Cafe Blue boss holds pioneering dialogue with students at St George’s College lecture
Years ago, when David Sharp, managing director of Cafe Blue, was offered a once-in-a-lifetime meeting with one of Jamaica’s top hoteliers, he was so excited that he darted four hours from Kingston to Montego Bay, St James, for the meeting.
This was before Highway 2000, and an embarrassed Sharp had to make the long, winding trip back on the ‘old road’, laughing at his folly as the hotelier was never in Montego Bay. Instead, he was metres away from where Sharp had spoken to him on the phone in Kingston.
The next day, in a five-minute meeting, Sharp was given an ultimatum: supply coffee of the highest quality consistently to the hotel’s chain, and he must do so with the best customer service and best prices possible. He had one shot; one misstep and he was out. That’s it, he said.
Fast-forward to the present day, and Sharp’s Cafe Blue is not only the exclusive supplier of coffee to that hotel chain locally and regionally, but the company has also expanded into the markets of locally produced and award-winning coffee syrups and chocolates.

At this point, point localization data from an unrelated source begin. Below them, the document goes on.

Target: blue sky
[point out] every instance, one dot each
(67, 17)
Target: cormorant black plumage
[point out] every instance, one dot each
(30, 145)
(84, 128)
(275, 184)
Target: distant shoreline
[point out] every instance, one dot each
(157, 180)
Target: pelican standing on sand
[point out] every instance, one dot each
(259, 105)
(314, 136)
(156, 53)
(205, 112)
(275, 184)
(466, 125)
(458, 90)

The business has also soared, with Sharp looking to open Cafe Blue’s eighth outlet – all accomplishments he attributes to a never-ending desire to produce ‘something of excellence’, and unbending teamwork and resilience.

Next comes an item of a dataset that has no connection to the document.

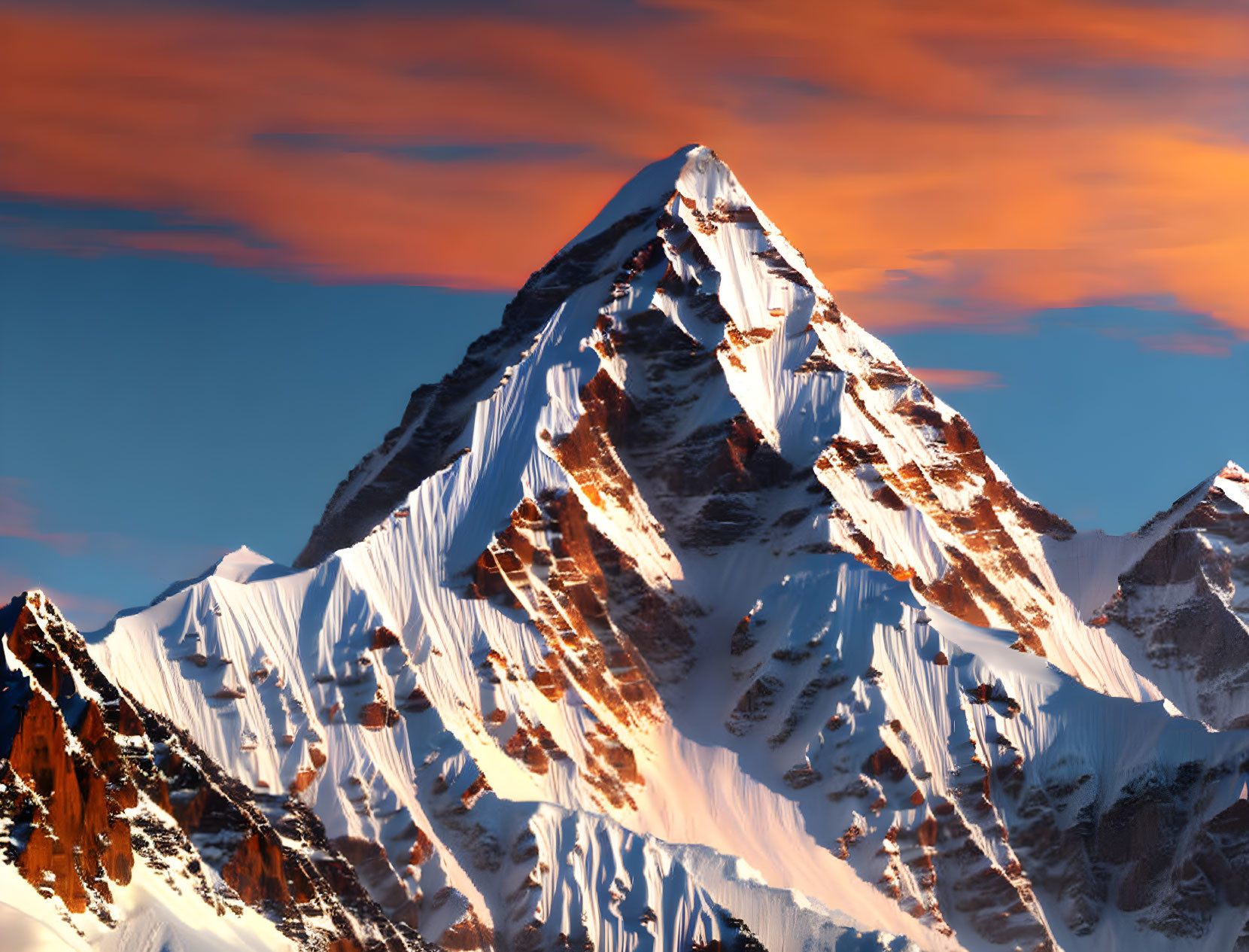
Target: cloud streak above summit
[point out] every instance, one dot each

However first, he and his associates had to prepare themselves for that breakthrough, he told students who attended yesterday’s 2025 St George’s College Lecture Series, dubbed ‘Pioneers of Tomorrow; a Knight’s Dialogue’. Sharp was the lecturer.
THE CONCEPT OF TEAM
“One of the pillars that has been very important to us as a company is the concept of team. [Likewise] St George’s could never have achieved what it has unless it had an amazing set of people,” stressed Sharp. “There were numerous team members within our company that brought the passion, dedication, and hard work required to build a company of the size it is.”
“In the end, I played a very small role in that success. You can’t build anything of scale by yourself... . It was done by a team of people, and I am only a part of that team,” he charged. Sharp, managing director of the umbrella Coffee Traders Limited (CTL), a fully integrated coffee business, in which he has more than 35 years’ experience. CTL is the largest exporter of the beloved Blue Mountain coffee in Jamaica, while Cafe Blue is Jamaica’s largest indigenous coffee shop chain.
Sharp yesterday took those in attendance, particularly high school students, their teachers, and parents, on a journey of resilience, explaining his battles with more established coffee competitors, and with natural disasters such as Hurricane Gilbert, which in 1988 devastated the island and along with it his father’s business.
The disaster pushed him from a place of comfort and security, from a high school and college student who was only making the grades to pass the lessons, to an entrepreneurship guru.
“One big baller can win a match but it takes a team to win trophies. That is something special about St George’s. Something that you have learned, and something that you must carry forward with you in your future endeavours,” he said. “Make no mistake, in business or any other enterprise, it is about winning. Everything that you do when you go out in the working world you have to win, and you have to be prepared.”
“I want to enforce on you the importance of being ready to win. Because when you are not winning, somebody else is,” Sharp told the audience, noting that the global marketplace is increasingly competitive daily.
Acting principal of the high school Suzette Mullings-Douglas, following the lecture, said she appreciated Sharp’s candid, local delivery, and hopes that it resonates with the students.
“I hope they really realise that opportunities are out there for them to make it in whatever field they want and that they can overcome any challenge once they put their mind to it,” she told the newspaper, while in her introductory speech urged them to follow their passions.
St George’s College is celebrating 175 years of existence, and the lecture, which forms part of the festivities, is the first of three. The others are slated for later this year.